Finally, risk factors associated with ILD development are not only limited to those induced or associated ILD cases. Some relevant predisposition and environmental factors have been identified in idiopathic interstitial pneumonias, including IPF. The presence of family aggregation exponentially increases the risk of IPF development in first degree relatives [Citation32]. Furthermore, HRCT scan identifies subclinical ILD in relatives of sporadic IPF cases [Citation33]. Therefore, the screening of ILD in familial cases has been proposed, and it is currently implemented in some countries for the clinical practice [Citation34].

Genetic predisposing factors in adult patients (usually older than 50 years), such as MUC5B polymorphism or telomerase related gene variants, have been also associated with the development of IPF. However, using genetic information for screening ILD is more complex and difficult to implement worldwide due to technical and skills requirements. Early identification of those cases at higher risk for developing IPF or presenting early interstitial changes would avoid or prevent other modifiable factors that could increase the probability of disease development or fibrotic progression such as smoking habit, dust exposures, viral infections, and gastroesophageal reflux [Citation35].

For all of these reasons, accurate diagnosis of ILD is crucial for management and prognosis but can be challenging even for experienced clinicians. Expert multidisciplinary discussion (MDD) is considered the gold standard for ILD diagnosis [Citation2].

4. ILD patient journey: identification and referral

From the onset of symptoms to diagnosis of pulmonary fibrosis, the patient journey involves delays at each stage of the diagnostic pathway [Citation36]. The diagnostic journey usually starts with patients presenting to their primary care physicians with initial symptoms of cough or dyspnea on exertion. These nonspecific symptoms, combined with the heterogeneity and rarity of pulmonary fibrosis, as well as requirement for multiple diagnostic investigations, results in a prolonged time to diagnosis with potential delays related to patient factors and health-care systems [Citation37]. Time to diagnosis from the onset of symptoms varies depending on the studies, but the common median is 2.1 years (IQR 0.9–5.0) [Citation38]. Longer time to diagnosis is associated with worse outcomes in IPF [Citation39,Citation40], causes delayed treatment, leads to more extensive fibrosis and affects patients’ emotional well-being [Citation41]. Most of these delays are avoidable. There is a particular need to raise awareness of pulmonary fibrosis in the general population.

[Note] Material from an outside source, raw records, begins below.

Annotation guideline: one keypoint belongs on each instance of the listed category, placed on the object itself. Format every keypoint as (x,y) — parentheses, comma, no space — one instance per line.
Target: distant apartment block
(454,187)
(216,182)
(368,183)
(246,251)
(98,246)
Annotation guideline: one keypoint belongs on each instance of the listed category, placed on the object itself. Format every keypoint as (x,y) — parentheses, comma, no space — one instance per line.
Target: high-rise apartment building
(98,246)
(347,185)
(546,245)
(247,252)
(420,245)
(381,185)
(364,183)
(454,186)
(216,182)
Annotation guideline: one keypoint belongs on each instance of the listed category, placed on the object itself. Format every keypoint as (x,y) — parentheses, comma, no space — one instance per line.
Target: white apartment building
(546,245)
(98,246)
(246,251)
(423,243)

A European IPF Patient Charter was developed to identify unmet needs of IPF patients across Europe [Citation42]. There was an overall agreement regarding the need for an early and accurate diagnosis; the need for better access to treatment, holistic, and palliative care; and the need to raise awareness of the disease severity and its chronic nature among patients, health-care professionals, and general population [Citation42]. Similar results were obtained in an in-depth survey from European countries [Citation43]. A general complaint among IPF patients was the delay of diagnosis and the lack of detailed information delivered to the patient in a sensitive and empathetic manner [Citation42,Citation43]. Furthermore, patient knowledge and satisfaction were higher in those treated in reference centers [Citation43]. Additionally, patients reported a negative impact of IPF on the quality of life in personal autonomy, personal relationships, and financial difficulties [Citation38]. Hence, early holistic therapeutic approach would not only preserve lung function but also translate into a better quality of life for IPF patients. Further, patients’ experiences highlight the need for understandable information concerning the diagnostic tests performed, differential diagnosis, final diagnosis, and treatments as well as peer support groups. Improving several aspects of the diagnostic pathway is therefore warranted to minimize delays and improve patient satisfaction [Citation44].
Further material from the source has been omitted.